Um die versklavenden Stereotypen zu durchbrechen, die uns die Gesellschaft seit Jahrhunderten auferlegt hat, müssen wir es sein, die sie umstürzen. Wir müssen sanfter mit unserem Äußeren umgehen, die Veränderungen in unserem Körper akzeptieren, dass die Zeit unerbittlich ist und dass sie glücklicherweise für uns alle gleich vergeht.
Und akzeptieren, dass wir, selbst wenn wir ganze Tage im Fitnessstudio verbringen, nie wieder den Körper haben werden, den wir mit 20 hatten – und ich will ihn ehrlich gesagt gar nicht haben, weil ich mit dem Körper, den ich mit 40 hatte, glücklicher war.
Heute, mit 53 Jahren und grauen Haaren, fühle ich mich voller Farbe, frei und entspannt. Ich war sehr erschrocken, als ich nach 10 Tagen Färben das Aussehen meiner grauen Haare sah....
Ich muss zugeben, dass es anfangs sehr stark war, zu sehen, wie mein Kopf, der immer schwarz war, heller wurde und wie sich mein Haar mit Silber füllte.

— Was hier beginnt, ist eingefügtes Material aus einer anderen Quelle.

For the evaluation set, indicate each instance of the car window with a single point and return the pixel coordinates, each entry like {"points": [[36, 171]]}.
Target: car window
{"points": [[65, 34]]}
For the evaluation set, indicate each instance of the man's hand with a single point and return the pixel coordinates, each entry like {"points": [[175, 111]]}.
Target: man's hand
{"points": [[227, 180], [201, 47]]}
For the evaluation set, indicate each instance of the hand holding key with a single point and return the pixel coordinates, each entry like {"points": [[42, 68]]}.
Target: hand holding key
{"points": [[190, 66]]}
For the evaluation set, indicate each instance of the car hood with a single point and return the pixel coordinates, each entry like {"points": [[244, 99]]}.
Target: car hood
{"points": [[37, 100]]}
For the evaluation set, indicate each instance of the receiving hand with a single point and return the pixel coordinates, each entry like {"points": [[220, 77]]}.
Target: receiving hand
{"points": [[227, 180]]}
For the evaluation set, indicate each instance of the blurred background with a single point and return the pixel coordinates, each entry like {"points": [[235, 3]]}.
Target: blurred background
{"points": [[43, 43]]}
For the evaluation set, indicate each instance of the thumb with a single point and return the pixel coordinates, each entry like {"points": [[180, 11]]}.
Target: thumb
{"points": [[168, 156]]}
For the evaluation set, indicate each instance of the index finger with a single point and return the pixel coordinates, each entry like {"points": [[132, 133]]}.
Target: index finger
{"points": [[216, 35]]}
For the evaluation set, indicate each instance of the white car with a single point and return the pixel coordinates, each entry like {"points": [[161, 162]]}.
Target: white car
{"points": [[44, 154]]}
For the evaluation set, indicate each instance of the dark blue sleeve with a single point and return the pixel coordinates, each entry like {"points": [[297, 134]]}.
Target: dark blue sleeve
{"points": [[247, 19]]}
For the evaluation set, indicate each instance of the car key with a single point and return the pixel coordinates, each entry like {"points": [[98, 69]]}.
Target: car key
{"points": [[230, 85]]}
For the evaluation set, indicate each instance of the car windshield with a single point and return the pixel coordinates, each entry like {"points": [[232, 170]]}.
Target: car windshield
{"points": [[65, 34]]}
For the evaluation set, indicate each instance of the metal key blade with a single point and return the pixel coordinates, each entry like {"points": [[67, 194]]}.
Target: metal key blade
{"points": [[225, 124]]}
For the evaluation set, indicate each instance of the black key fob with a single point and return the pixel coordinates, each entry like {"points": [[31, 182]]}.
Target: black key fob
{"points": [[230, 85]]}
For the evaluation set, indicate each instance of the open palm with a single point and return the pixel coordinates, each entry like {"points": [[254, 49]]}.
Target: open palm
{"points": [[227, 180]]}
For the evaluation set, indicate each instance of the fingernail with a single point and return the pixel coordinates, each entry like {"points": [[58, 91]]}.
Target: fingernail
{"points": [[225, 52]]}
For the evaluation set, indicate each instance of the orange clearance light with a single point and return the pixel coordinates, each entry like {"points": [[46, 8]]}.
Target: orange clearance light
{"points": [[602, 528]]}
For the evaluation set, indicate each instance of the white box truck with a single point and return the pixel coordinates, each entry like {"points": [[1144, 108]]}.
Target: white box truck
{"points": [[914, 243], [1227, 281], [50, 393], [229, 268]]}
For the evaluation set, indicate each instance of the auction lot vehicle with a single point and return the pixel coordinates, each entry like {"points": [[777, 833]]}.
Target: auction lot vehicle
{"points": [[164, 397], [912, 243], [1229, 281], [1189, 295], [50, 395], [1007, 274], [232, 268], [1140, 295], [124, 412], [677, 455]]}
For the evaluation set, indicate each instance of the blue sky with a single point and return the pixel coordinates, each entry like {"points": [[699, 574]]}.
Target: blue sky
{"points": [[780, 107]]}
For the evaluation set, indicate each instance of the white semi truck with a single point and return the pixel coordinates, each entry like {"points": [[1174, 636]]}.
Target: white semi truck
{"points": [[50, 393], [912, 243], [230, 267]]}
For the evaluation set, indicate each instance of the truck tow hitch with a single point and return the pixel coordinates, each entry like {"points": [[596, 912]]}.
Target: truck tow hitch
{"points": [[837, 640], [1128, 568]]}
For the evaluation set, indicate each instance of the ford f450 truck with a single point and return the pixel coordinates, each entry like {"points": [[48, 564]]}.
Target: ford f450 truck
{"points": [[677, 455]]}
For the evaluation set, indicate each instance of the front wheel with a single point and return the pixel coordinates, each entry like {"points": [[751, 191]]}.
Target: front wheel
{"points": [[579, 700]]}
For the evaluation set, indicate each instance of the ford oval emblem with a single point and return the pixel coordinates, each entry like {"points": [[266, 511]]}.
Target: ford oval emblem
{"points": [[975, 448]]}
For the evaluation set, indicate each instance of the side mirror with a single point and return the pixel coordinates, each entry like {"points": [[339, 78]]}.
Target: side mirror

Heute möchte ich mich so weit wie möglich von allem entfernen, was mich stresst, und das Leben in vollen Zügen genießen, in Gelassenheit, und ich habe das Gefühl, dass meine grauen Haare mir sehr geholfen haben, diesen Zustand der Ruhe zu erreichen.
Heute fühle ich mich selbstbewusst, groß, stark und unabhängig.
Heute habe ich das Gefühl, dass ich mich von Stereotypen befreit habe, die nur mein Aussehen versklavt haben.
Als ich ein kleines Mädchen war, sagte meine Großmutter immer, ich hätte „den Kopf im Mond", in Anspielung darauf, wie zerstreut ich war. Heute habe ich das Privileg, die Farben des Mondes in meinem Haar zu tragen!